ライム
毎月の残業時間が八十時間を超えた。
NISAの口座を作った。無駄な人間関係はSNSのアカウントごと消去した。
休みの日にはヨガへ通い始めた。カップ麺に頼る食生活もやめ、税理士の資格勉強も始めた。ただ身軽に、頑丈に、胸を張って生きてゆけるようになりたかった。
無駄遣いも今度で最後にすると決め、たまたま見つけたバーに迷い込んで強めのジントニックを注文した。見れば、隣の人も同じものを頼んでいた。
そんなに搾ったら何も残らないよ。
力任せにライムを潰そうとしたら彼女に笑われた。
そうじゃなくて、こう。逆さにして皮に果汁を伝わせるの。飲み馴れてないのがバレバレだよ。
からかうような彼女のまなざしに、つい苛立ちが込み上げた。酸味の効いたアルコールに脳を揺さぶられ、勢いのまま彼女に絡んだ。遊び慣れずに過ぎた半生も、ダメな恋に身をやつして彼氏に見捨てられた顛末も、全部ぶちまけた。もう恋人なんて要らない、ひとりで生きてゆく準備をしているのだと、塩辛い唇で強がった。
「もう搾られた後だったんだ」
彼女はグラスの中から、入れたばかりのライムを拾い上げた。
「でも私、そんな不器用なあなたが好きだけどな?」
は、と素っ頓狂な悲鳴がこぼれ落ちた。雷に打たれたように痺れたまま、音を立てて彼女のライムが自分のグラスに沈んでゆくのを見つめていた。エメラルド色の半球からは小さな泡が無数に立っていた。ひとくち含むと熱い味がして、ひどく酔いが回って、迫ってきた彼女の口紅が網膜に赤く焼き付いた。
飲まれる。
ぞくりと痺れが強まった。
交わされた口づけの味は覚えていない。
仕事が手につかなくなった。
始めたばかりの投資はいきなり大損を出した。
連絡先を教えろと迫られ、SNSのアカウントを復活させてしまった。
来週末もここで飲もうよ。そういってはにかんだ彼女の真っ赤な唇が、どんな食べ物よりも美味しそうに見えた。ジム通いの予定は崩され、急な暴飲暴食の欲に襲われた。何を頬張っても物足りない。ライムのような刺激を身体が欲していた。

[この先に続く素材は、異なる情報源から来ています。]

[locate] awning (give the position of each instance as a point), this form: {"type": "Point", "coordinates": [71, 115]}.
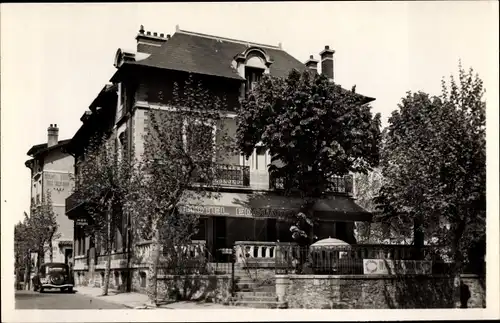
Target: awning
{"type": "Point", "coordinates": [268, 205]}
{"type": "Point", "coordinates": [63, 243]}
{"type": "Point", "coordinates": [341, 208]}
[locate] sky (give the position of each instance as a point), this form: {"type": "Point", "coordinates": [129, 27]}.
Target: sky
{"type": "Point", "coordinates": [55, 58]}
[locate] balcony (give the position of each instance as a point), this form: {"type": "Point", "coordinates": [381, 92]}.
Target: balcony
{"type": "Point", "coordinates": [339, 184]}
{"type": "Point", "coordinates": [229, 175]}
{"type": "Point", "coordinates": [72, 203]}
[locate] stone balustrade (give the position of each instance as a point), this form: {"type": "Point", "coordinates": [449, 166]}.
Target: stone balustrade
{"type": "Point", "coordinates": [258, 250]}
{"type": "Point", "coordinates": [142, 250]}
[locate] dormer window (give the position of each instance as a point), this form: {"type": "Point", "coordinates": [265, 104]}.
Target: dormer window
{"type": "Point", "coordinates": [251, 64]}
{"type": "Point", "coordinates": [253, 75]}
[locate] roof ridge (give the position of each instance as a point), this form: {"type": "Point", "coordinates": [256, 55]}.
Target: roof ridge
{"type": "Point", "coordinates": [243, 42]}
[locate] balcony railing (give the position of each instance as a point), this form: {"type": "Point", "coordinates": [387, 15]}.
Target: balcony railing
{"type": "Point", "coordinates": [259, 251]}
{"type": "Point", "coordinates": [229, 175]}
{"type": "Point", "coordinates": [338, 184]}
{"type": "Point", "coordinates": [71, 202]}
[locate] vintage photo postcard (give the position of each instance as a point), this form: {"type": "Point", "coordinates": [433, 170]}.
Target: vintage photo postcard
{"type": "Point", "coordinates": [249, 161]}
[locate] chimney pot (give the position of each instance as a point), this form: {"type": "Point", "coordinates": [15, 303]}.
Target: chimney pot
{"type": "Point", "coordinates": [52, 135]}
{"type": "Point", "coordinates": [327, 68]}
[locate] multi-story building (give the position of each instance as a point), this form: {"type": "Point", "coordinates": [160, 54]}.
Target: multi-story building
{"type": "Point", "coordinates": [51, 172]}
{"type": "Point", "coordinates": [226, 67]}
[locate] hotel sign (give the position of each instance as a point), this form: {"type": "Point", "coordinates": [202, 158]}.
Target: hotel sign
{"type": "Point", "coordinates": [396, 267]}
{"type": "Point", "coordinates": [216, 210]}
{"type": "Point", "coordinates": [232, 211]}
{"type": "Point", "coordinates": [81, 222]}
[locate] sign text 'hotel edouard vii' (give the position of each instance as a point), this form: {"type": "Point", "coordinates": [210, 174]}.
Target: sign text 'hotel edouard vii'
{"type": "Point", "coordinates": [233, 211]}
{"type": "Point", "coordinates": [400, 267]}
{"type": "Point", "coordinates": [216, 210]}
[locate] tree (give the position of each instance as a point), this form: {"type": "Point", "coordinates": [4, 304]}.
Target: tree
{"type": "Point", "coordinates": [381, 229]}
{"type": "Point", "coordinates": [102, 184]}
{"type": "Point", "coordinates": [43, 227]}
{"type": "Point", "coordinates": [313, 129]}
{"type": "Point", "coordinates": [433, 163]}
{"type": "Point", "coordinates": [182, 149]}
{"type": "Point", "coordinates": [23, 245]}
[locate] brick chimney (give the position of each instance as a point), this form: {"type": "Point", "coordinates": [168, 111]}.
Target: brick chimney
{"type": "Point", "coordinates": [52, 135]}
{"type": "Point", "coordinates": [312, 64]}
{"type": "Point", "coordinates": [327, 62]}
{"type": "Point", "coordinates": [147, 42]}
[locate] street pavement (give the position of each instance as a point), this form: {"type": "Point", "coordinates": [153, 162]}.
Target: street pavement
{"type": "Point", "coordinates": [56, 300]}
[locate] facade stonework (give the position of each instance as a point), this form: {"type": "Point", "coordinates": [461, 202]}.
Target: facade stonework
{"type": "Point", "coordinates": [52, 173]}
{"type": "Point", "coordinates": [366, 292]}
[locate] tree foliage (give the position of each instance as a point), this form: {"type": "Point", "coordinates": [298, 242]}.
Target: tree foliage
{"type": "Point", "coordinates": [43, 227]}
{"type": "Point", "coordinates": [101, 185]}
{"type": "Point", "coordinates": [23, 246]}
{"type": "Point", "coordinates": [182, 149]}
{"type": "Point", "coordinates": [313, 129]}
{"type": "Point", "coordinates": [381, 229]}
{"type": "Point", "coordinates": [434, 163]}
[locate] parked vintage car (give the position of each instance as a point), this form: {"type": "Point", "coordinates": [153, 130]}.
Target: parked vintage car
{"type": "Point", "coordinates": [53, 275]}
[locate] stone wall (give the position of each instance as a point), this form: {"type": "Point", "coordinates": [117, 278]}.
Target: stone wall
{"type": "Point", "coordinates": [362, 291]}
{"type": "Point", "coordinates": [214, 288]}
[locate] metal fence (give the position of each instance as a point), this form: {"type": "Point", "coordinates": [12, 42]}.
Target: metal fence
{"type": "Point", "coordinates": [349, 260]}
{"type": "Point", "coordinates": [197, 259]}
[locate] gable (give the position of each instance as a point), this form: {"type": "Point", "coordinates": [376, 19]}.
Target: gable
{"type": "Point", "coordinates": [209, 55]}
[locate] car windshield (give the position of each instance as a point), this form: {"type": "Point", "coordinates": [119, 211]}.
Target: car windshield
{"type": "Point", "coordinates": [55, 269]}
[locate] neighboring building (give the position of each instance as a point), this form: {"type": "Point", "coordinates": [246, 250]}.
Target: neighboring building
{"type": "Point", "coordinates": [225, 66]}
{"type": "Point", "coordinates": [51, 171]}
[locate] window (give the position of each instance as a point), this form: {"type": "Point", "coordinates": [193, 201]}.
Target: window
{"type": "Point", "coordinates": [197, 139]}
{"type": "Point", "coordinates": [260, 158]}
{"type": "Point", "coordinates": [253, 76]}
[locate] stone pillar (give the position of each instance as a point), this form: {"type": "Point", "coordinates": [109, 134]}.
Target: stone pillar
{"type": "Point", "coordinates": [282, 282]}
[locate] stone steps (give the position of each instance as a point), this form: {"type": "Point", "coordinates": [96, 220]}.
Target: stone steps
{"type": "Point", "coordinates": [257, 304]}
{"type": "Point", "coordinates": [256, 294]}
{"type": "Point", "coordinates": [261, 298]}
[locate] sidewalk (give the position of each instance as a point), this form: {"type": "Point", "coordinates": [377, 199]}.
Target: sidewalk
{"type": "Point", "coordinates": [140, 301]}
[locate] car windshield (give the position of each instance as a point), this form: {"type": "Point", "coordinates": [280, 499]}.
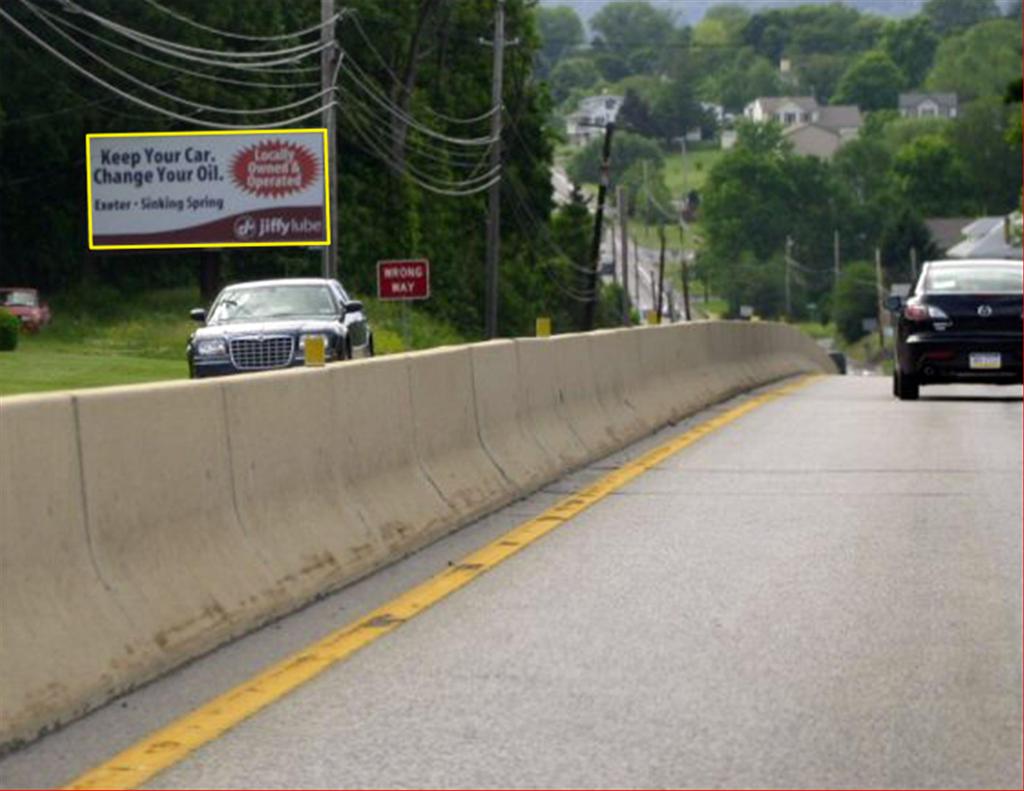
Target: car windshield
{"type": "Point", "coordinates": [974, 279]}
{"type": "Point", "coordinates": [17, 298]}
{"type": "Point", "coordinates": [272, 302]}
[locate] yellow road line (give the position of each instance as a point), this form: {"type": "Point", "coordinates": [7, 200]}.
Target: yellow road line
{"type": "Point", "coordinates": [172, 744]}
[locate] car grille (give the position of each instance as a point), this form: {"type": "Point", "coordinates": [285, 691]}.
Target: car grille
{"type": "Point", "coordinates": [261, 354]}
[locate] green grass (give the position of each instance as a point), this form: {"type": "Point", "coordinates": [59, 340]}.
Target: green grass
{"type": "Point", "coordinates": [682, 175]}
{"type": "Point", "coordinates": [108, 340]}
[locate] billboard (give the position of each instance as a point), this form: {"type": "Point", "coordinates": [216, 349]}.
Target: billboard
{"type": "Point", "coordinates": [180, 190]}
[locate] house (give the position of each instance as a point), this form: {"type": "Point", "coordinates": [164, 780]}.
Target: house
{"type": "Point", "coordinates": [990, 238]}
{"type": "Point", "coordinates": [813, 140]}
{"type": "Point", "coordinates": [928, 105]}
{"type": "Point", "coordinates": [946, 232]}
{"type": "Point", "coordinates": [787, 111]}
{"type": "Point", "coordinates": [591, 117]}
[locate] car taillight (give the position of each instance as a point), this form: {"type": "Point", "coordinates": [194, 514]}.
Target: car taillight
{"type": "Point", "coordinates": [919, 313]}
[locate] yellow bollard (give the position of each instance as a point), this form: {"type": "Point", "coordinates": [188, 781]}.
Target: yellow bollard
{"type": "Point", "coordinates": [314, 351]}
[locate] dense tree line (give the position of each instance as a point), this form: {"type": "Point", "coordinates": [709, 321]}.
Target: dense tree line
{"type": "Point", "coordinates": [426, 54]}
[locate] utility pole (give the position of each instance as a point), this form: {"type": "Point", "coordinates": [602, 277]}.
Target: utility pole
{"type": "Point", "coordinates": [788, 261]}
{"type": "Point", "coordinates": [495, 196]}
{"type": "Point", "coordinates": [329, 59]}
{"type": "Point", "coordinates": [595, 250]}
{"type": "Point", "coordinates": [685, 273]}
{"type": "Point", "coordinates": [836, 257]}
{"type": "Point", "coordinates": [880, 296]}
{"type": "Point", "coordinates": [624, 219]}
{"type": "Point", "coordinates": [660, 273]}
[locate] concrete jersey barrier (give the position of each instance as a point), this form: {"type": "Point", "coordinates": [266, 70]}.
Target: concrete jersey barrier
{"type": "Point", "coordinates": [142, 526]}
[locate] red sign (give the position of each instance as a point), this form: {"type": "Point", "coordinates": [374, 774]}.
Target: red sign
{"type": "Point", "coordinates": [403, 280]}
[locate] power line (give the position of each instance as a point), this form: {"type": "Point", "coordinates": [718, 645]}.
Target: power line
{"type": "Point", "coordinates": [354, 17]}
{"type": "Point", "coordinates": [360, 80]}
{"type": "Point", "coordinates": [172, 67]}
{"type": "Point", "coordinates": [145, 86]}
{"type": "Point", "coordinates": [240, 36]}
{"type": "Point", "coordinates": [141, 102]}
{"type": "Point", "coordinates": [298, 51]}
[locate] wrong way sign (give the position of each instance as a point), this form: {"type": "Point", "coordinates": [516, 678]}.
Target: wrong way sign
{"type": "Point", "coordinates": [403, 280]}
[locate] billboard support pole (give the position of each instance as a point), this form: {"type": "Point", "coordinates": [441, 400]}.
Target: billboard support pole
{"type": "Point", "coordinates": [329, 267]}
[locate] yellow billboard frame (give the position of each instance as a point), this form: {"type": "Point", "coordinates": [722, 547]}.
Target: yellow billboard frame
{"type": "Point", "coordinates": [327, 188]}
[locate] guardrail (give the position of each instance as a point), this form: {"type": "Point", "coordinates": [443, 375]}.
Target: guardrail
{"type": "Point", "coordinates": [143, 526]}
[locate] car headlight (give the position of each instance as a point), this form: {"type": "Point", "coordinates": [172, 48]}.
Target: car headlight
{"type": "Point", "coordinates": [211, 347]}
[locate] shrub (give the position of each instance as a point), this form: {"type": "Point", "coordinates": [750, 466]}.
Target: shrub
{"type": "Point", "coordinates": [9, 326]}
{"type": "Point", "coordinates": [855, 300]}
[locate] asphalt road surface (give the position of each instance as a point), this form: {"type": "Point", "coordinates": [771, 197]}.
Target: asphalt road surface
{"type": "Point", "coordinates": [825, 592]}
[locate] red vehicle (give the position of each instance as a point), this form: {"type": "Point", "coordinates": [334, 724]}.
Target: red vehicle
{"type": "Point", "coordinates": [24, 302]}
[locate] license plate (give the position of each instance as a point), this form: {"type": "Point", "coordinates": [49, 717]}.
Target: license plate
{"type": "Point", "coordinates": [985, 361]}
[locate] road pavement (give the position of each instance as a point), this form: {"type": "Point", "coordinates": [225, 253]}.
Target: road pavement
{"type": "Point", "coordinates": [824, 593]}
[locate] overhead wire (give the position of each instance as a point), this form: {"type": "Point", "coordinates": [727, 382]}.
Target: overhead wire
{"type": "Point", "coordinates": [353, 17]}
{"type": "Point", "coordinates": [360, 80]}
{"type": "Point", "coordinates": [173, 67]}
{"type": "Point", "coordinates": [378, 150]}
{"type": "Point", "coordinates": [300, 50]}
{"type": "Point", "coordinates": [265, 67]}
{"type": "Point", "coordinates": [165, 94]}
{"type": "Point", "coordinates": [425, 147]}
{"type": "Point", "coordinates": [142, 102]}
{"type": "Point", "coordinates": [240, 36]}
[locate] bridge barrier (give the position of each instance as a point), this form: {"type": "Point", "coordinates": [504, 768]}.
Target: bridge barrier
{"type": "Point", "coordinates": [142, 526]}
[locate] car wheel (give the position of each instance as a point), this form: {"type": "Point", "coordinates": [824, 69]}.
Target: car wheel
{"type": "Point", "coordinates": [905, 386]}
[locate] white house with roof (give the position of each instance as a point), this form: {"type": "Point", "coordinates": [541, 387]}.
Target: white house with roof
{"type": "Point", "coordinates": [928, 105]}
{"type": "Point", "coordinates": [588, 122]}
{"type": "Point", "coordinates": [816, 130]}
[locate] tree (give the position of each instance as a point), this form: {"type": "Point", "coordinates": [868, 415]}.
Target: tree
{"type": "Point", "coordinates": [979, 61]}
{"type": "Point", "coordinates": [872, 82]}
{"type": "Point", "coordinates": [855, 299]}
{"type": "Point", "coordinates": [560, 31]}
{"type": "Point", "coordinates": [627, 149]}
{"type": "Point", "coordinates": [572, 74]}
{"type": "Point", "coordinates": [910, 43]}
{"type": "Point", "coordinates": [630, 26]}
{"type": "Point", "coordinates": [991, 167]}
{"type": "Point", "coordinates": [741, 80]}
{"type": "Point", "coordinates": [930, 176]}
{"type": "Point", "coordinates": [954, 15]}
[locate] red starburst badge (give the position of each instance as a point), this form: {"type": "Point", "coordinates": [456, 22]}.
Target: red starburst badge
{"type": "Point", "coordinates": [274, 168]}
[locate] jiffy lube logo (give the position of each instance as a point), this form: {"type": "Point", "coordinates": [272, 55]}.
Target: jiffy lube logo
{"type": "Point", "coordinates": [274, 168]}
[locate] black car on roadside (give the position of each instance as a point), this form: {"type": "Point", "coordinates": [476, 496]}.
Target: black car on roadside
{"type": "Point", "coordinates": [962, 323]}
{"type": "Point", "coordinates": [265, 325]}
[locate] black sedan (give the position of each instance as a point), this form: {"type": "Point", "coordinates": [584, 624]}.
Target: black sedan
{"type": "Point", "coordinates": [963, 323]}
{"type": "Point", "coordinates": [266, 325]}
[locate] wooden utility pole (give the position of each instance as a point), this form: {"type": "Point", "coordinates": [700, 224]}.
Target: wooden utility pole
{"type": "Point", "coordinates": [880, 295]}
{"type": "Point", "coordinates": [595, 249]}
{"type": "Point", "coordinates": [660, 273]}
{"type": "Point", "coordinates": [835, 257]}
{"type": "Point", "coordinates": [329, 59]}
{"type": "Point", "coordinates": [685, 274]}
{"type": "Point", "coordinates": [788, 262]}
{"type": "Point", "coordinates": [495, 195]}
{"type": "Point", "coordinates": [624, 219]}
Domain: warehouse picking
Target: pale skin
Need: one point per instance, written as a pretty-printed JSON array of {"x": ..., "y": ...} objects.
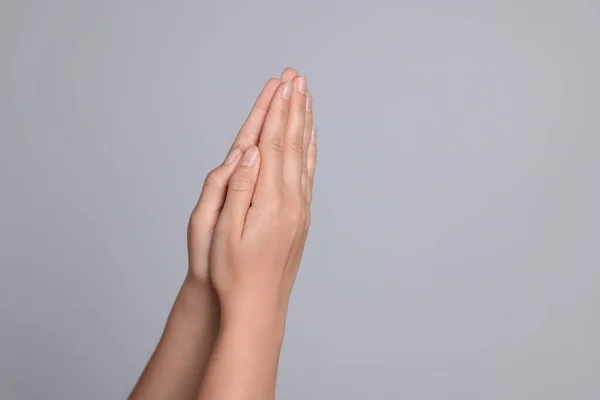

一週間が途方もない長さに感じられた。鏡を覗き込むたび、自分が自分でなくなってゆくのが分かった。彼女が見ていてくれないから、髪型をセットする気力も湧かない。彼女の顔がちらついて離れないから資格の勉強も進まない。
あなたのせいだ。
あなたの一言で全部骨抜きにされた。
バーの扉を開け、当然のごとく隣席に腰を下ろした彼女へ、烏龍茶を暴飲しながら食ってかかった。「お酒は頼まないの?」と惚けられたので突っぱねた。あのとき大人しくソフトドリンクに甘んじておけば、あなたの言葉に酩酊することもなかったのだ。
「じゃあ、これで台無し」
そういって彼女はグラスを傾けた。
飲みかけのジントニックとライムの欠片が、手元のグラスへ流れ込んだ。
どうしてこんなことをするの。ふわんと香るクエン酸の風味に、問い詰める声が震えた。せっかく一人で生きてゆく覚悟を決めていたのに、もう一人じゃ生きてゆけない。暗闇で交わした唇の熱さを、ライムの刺激的な緑色を、あなたがこの身体に教え込んだせいだ。
あなたと知り合いたくなかった。
あなたを好きになりたくなかった。
そんなところが好きだからだよと、彼女はなおも嘯いた。
「純粋で、ほんのり甘くて、誰のことも汚せない。少し心のかけらを注いだだけで、あっという間に私の味に染まってくれる。そんな綺麗な子をずっと探していたの」
真新しいライムを搾りながら、彼女の顔は恍惚としていた。私も新しいライムに過ぎないのだと、そのときようやく分かった気がした。分かっていてもグラスの中からは這い上がれない。もはや、彼女の望むままに酸味を吐き出すばかりだ。
「ねぇ……。一緒にグラスの底へ沈んでいかない?」
ぐいと彼女がキスを迫る。
まだ好きとも言えないまま、彼女の華奢な腕に抱きしめられる。
嗚呼、ぜんぶ吸い上げられるのかな。
それもいいかな。
ぐったりと流れ込んでゆく諦観と、あわい期待。どうか約束を違えないでと、腕の中で目を閉じる。──その真っ赤な唇の中へ、何も残らなくなるまで。